Juventus-Napoli, la civiltà dei tifosi non si deve fermare a Eboli
di Boris Sollazzo
Mi hanno insultato dicendo che li avevo insultati io. Ma non è colpa mia se nei servi sciocchi si sono identificati, anche se io non intendevo i tifosi juventini, ma tutta la corte di avversari invidiosi e di alleati viscidi che preferiscono il solito potere alle nuove (e altrui) rivoluzioni. Sono colpevole, dunque, del loro inconscio. Non dovrei parlarne, anzi non dovrei parlar con loro come un mio caro amico, juventino (sí ho anche amici zebrati e mi stimano e mi vogliono bene, pensate), il grande attore Nicola Nocella, mi ha sempre detto di fare.

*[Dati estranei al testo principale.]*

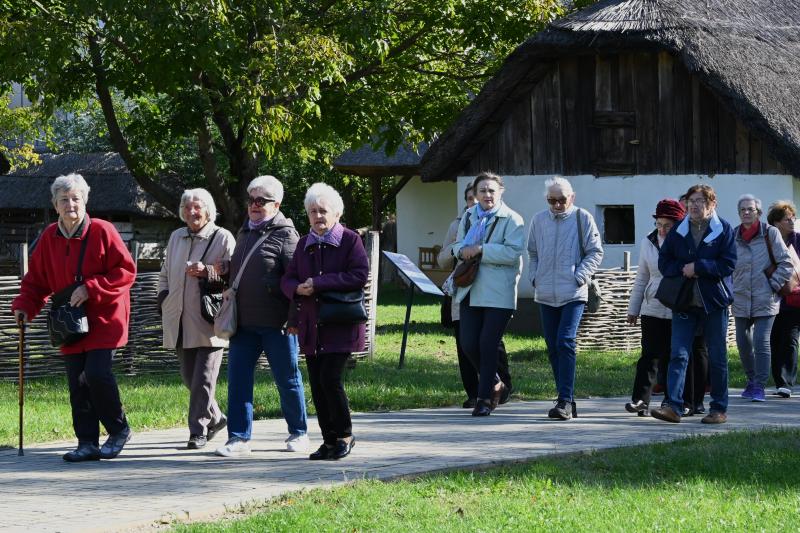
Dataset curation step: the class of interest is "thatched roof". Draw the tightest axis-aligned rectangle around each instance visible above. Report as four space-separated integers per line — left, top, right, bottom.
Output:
420 0 800 181
0 152 173 218
333 143 428 178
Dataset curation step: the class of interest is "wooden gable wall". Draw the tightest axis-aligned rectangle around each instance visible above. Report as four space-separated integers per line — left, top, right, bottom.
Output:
462 52 786 176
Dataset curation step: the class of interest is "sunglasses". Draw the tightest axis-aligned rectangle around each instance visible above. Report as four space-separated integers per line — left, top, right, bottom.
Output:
247 196 275 207
547 196 567 205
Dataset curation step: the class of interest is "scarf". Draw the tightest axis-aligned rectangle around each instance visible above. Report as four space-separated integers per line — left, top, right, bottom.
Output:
464 203 502 246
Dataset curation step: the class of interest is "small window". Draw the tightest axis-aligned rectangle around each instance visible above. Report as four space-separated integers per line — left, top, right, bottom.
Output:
598 205 636 244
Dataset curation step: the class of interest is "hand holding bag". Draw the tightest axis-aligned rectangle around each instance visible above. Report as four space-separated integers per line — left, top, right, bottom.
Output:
47 224 91 348
453 215 497 287
214 233 269 340
317 290 367 324
764 231 800 296
656 276 694 313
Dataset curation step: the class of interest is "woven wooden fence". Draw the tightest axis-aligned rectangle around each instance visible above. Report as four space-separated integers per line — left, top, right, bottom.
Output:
578 268 736 353
0 232 378 381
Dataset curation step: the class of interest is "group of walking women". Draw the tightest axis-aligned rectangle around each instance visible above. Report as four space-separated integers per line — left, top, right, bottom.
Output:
625 185 800 424
12 174 369 462
438 172 603 420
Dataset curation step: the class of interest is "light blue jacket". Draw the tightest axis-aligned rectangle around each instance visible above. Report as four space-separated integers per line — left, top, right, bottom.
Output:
528 206 603 307
453 204 525 309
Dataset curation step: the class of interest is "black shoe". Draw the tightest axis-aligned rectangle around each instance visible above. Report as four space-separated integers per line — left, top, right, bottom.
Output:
328 437 356 461
308 443 333 461
625 400 648 416
500 385 514 405
472 398 492 416
186 435 208 450
100 426 133 459
63 442 100 463
206 416 228 441
547 400 578 420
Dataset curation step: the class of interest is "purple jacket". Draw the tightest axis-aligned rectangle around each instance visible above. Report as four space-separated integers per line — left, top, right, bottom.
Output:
281 225 369 355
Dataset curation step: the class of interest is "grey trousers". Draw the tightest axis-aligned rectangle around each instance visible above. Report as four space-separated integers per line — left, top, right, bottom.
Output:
176 346 224 435
736 316 775 389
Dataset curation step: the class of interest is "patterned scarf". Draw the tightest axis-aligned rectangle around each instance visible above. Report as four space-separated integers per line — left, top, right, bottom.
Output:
464 203 502 246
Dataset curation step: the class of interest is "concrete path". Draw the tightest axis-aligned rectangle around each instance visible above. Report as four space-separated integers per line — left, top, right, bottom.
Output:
0 391 800 532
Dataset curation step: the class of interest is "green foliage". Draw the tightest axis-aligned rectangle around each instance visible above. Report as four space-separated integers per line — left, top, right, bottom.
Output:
173 430 800 533
0 0 564 224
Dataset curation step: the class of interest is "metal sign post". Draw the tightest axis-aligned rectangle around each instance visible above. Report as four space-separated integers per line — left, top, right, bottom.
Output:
383 251 444 368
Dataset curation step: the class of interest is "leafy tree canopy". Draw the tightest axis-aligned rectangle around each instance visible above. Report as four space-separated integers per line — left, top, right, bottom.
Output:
0 0 564 229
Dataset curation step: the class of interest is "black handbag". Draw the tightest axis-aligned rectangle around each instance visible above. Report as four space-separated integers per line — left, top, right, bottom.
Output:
317 290 367 324
656 276 694 313
198 230 225 324
47 224 91 348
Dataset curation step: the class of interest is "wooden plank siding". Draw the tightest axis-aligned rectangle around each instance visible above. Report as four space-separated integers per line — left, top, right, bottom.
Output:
462 52 785 176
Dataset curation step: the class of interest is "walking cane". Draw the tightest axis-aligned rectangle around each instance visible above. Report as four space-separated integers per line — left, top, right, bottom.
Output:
17 317 25 456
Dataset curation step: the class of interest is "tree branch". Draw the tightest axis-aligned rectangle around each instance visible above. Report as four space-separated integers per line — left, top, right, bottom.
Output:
88 33 180 214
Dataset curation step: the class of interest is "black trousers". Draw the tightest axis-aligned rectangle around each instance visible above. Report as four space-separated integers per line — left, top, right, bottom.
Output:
770 307 800 390
306 353 353 446
64 350 128 445
453 320 511 398
631 316 708 407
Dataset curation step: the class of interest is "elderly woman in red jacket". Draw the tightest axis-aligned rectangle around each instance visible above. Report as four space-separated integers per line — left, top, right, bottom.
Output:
11 174 136 462
281 183 369 461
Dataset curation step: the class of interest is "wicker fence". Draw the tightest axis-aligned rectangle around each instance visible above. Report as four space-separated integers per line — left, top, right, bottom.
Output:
0 232 379 381
578 268 736 352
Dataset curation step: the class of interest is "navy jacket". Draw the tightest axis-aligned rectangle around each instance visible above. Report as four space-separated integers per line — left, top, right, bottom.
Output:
658 212 736 313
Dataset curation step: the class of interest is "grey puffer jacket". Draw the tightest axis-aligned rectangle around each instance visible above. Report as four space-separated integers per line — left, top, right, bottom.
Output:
528 206 603 307
731 222 792 318
229 211 300 328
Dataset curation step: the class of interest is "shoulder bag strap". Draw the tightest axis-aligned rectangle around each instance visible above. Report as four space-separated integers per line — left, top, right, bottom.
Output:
195 228 219 263
764 226 778 267
231 231 272 290
575 207 586 261
75 222 92 281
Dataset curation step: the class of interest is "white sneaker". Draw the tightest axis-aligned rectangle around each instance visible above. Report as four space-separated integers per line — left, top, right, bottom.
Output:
214 437 250 457
286 433 311 452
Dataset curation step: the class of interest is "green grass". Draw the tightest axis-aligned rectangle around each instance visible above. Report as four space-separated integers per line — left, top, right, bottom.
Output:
175 430 800 533
0 287 743 446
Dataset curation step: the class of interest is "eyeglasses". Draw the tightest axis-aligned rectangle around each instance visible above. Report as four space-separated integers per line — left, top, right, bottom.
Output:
247 196 275 207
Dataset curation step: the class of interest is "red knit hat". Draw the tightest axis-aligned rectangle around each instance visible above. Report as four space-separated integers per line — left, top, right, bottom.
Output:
653 198 686 222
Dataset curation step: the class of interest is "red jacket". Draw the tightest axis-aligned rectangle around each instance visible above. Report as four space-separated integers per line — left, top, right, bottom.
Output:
11 215 136 355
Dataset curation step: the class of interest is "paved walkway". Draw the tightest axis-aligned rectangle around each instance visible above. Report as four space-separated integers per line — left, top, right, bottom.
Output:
0 391 800 532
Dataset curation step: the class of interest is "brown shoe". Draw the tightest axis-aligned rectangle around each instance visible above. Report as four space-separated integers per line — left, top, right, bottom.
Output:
650 406 681 424
700 411 728 424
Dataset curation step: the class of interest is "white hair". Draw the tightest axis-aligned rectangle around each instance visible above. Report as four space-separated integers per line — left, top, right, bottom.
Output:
50 174 90 203
303 183 344 217
178 188 217 222
544 176 575 198
247 176 283 203
736 193 762 215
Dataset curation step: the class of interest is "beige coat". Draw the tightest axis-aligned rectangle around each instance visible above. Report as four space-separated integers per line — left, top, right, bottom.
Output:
158 222 236 348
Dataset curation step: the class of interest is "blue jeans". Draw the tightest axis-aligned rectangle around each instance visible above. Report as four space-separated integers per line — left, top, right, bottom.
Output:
736 316 775 389
539 302 586 402
228 327 308 440
667 307 728 413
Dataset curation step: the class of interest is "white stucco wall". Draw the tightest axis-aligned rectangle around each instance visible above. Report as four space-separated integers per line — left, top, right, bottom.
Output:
397 174 800 298
397 177 456 264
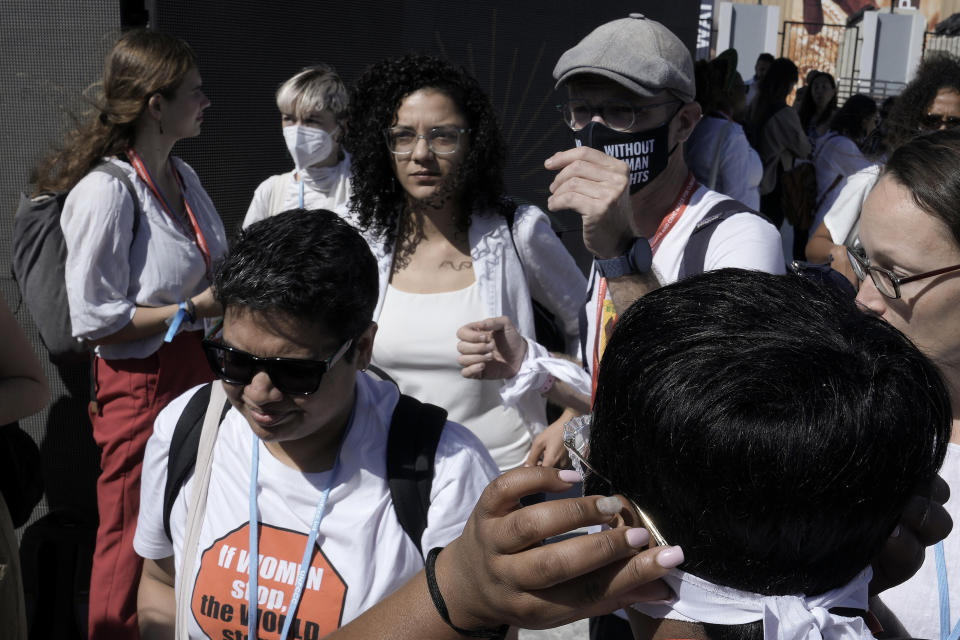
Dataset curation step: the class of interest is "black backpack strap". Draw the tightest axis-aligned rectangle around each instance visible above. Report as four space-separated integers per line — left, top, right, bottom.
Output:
680 198 770 278
91 162 143 237
387 394 447 555
163 382 230 541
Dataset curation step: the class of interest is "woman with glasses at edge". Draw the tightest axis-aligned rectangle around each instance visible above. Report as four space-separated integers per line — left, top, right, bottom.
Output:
807 52 960 285
345 55 586 470
33 30 227 640
243 64 350 228
849 129 960 638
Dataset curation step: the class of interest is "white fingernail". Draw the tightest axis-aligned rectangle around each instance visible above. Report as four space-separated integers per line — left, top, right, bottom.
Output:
597 496 623 516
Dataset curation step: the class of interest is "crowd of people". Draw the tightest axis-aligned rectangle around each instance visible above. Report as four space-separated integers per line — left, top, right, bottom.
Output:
0 14 960 640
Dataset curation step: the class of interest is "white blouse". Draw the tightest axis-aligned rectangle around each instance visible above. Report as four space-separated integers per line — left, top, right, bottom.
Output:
373 280 533 471
243 153 352 229
60 158 227 359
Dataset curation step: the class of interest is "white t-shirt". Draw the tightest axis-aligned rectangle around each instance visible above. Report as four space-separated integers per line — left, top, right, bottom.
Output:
373 280 533 471
880 443 960 638
60 157 227 358
586 185 785 372
823 164 881 245
810 131 873 233
133 373 496 639
243 153 353 229
683 116 763 211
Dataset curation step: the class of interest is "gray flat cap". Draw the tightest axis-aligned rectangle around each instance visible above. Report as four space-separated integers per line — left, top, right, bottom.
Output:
553 13 697 102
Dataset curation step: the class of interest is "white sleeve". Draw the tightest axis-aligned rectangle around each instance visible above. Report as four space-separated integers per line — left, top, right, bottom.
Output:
421 422 500 557
241 176 277 229
60 171 138 340
514 205 587 357
133 385 203 560
703 213 786 273
716 130 763 209
826 136 873 178
823 165 879 244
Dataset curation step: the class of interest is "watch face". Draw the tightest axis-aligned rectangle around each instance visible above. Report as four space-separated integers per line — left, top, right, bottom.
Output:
630 238 653 273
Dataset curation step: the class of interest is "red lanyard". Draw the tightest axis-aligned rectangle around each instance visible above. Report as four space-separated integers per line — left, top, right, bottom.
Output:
650 172 699 255
127 147 212 278
591 172 700 401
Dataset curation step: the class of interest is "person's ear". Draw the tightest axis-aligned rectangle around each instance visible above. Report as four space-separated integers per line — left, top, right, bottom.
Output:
673 102 703 144
353 322 377 370
144 93 163 120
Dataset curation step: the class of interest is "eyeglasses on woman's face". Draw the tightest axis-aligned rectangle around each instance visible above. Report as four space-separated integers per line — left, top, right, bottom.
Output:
383 126 470 156
847 249 960 300
563 416 669 547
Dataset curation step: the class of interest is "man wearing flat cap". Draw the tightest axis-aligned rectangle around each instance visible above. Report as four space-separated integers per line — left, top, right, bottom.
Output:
544 13 784 382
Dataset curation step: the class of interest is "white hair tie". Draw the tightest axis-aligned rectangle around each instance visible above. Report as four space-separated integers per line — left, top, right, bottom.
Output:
631 567 873 640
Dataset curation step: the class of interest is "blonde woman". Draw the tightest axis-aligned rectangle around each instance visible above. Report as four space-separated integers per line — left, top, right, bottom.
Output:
243 64 350 228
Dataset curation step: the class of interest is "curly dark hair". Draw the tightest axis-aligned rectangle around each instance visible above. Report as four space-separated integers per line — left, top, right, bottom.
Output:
885 52 960 149
344 54 510 244
830 93 878 145
797 71 837 131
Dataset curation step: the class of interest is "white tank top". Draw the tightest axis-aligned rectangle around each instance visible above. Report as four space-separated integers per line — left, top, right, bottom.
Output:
373 281 532 471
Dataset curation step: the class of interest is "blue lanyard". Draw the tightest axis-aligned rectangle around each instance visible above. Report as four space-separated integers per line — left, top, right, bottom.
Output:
247 412 354 640
933 540 960 640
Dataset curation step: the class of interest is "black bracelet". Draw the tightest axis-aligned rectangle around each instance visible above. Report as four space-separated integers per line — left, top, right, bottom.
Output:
426 547 510 640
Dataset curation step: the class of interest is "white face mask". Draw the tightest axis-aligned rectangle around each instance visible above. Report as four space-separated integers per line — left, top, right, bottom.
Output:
283 124 334 171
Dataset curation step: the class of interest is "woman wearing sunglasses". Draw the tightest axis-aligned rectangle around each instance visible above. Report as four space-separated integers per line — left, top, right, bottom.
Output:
849 130 960 638
807 52 960 284
345 55 586 470
34 30 227 640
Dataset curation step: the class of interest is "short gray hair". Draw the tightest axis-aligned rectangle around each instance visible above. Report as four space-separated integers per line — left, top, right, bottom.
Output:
277 64 349 120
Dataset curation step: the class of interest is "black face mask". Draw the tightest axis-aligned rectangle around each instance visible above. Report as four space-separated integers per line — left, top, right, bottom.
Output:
573 114 678 194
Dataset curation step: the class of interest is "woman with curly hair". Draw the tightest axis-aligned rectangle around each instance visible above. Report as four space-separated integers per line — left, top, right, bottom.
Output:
799 71 837 140
33 30 227 640
345 55 586 469
807 52 960 285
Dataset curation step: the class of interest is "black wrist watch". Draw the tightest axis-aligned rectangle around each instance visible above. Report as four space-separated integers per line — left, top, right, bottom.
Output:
596 238 653 279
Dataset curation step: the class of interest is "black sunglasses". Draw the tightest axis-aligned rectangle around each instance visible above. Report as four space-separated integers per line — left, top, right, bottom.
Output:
203 338 353 396
920 113 960 131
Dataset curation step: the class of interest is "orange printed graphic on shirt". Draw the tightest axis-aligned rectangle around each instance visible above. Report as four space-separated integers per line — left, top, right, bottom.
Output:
190 523 347 640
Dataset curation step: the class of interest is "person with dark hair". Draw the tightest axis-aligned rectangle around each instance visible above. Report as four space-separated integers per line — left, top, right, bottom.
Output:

Ma io credo nel confronto. Credo in Alberto Trevisan, irriducibile nella sua juventinità alta e nobile (anche se nella sua spiegazione ci sono un paio di premesse fallaci, a mio parere), credo in Matteo Marino che mi fa conoscere la storia dello Juventus Club di Eboli. Ecco, se non avessi letto tutti i messaggi insultanti, privati e pubblici, su Twitter e su Facebook (422 da 370 persone diverse, dicono le notifiche in mail: alcuni hanno fatto doppietta o tripletta tanto si divertivano) non avrei trovato loro due. E me ne sarei pentito.
Alberto mi ha fatto riflettere su alcuni toni e su come anche quelli (pochi) intelligenti come lui abbiano letto il mio articolo diversamente da come desiderassi. Matteo, sia pur con fare provocatorio e sfiduciato nei miei confronti, ha portato a mia conoscenza una storia pessima.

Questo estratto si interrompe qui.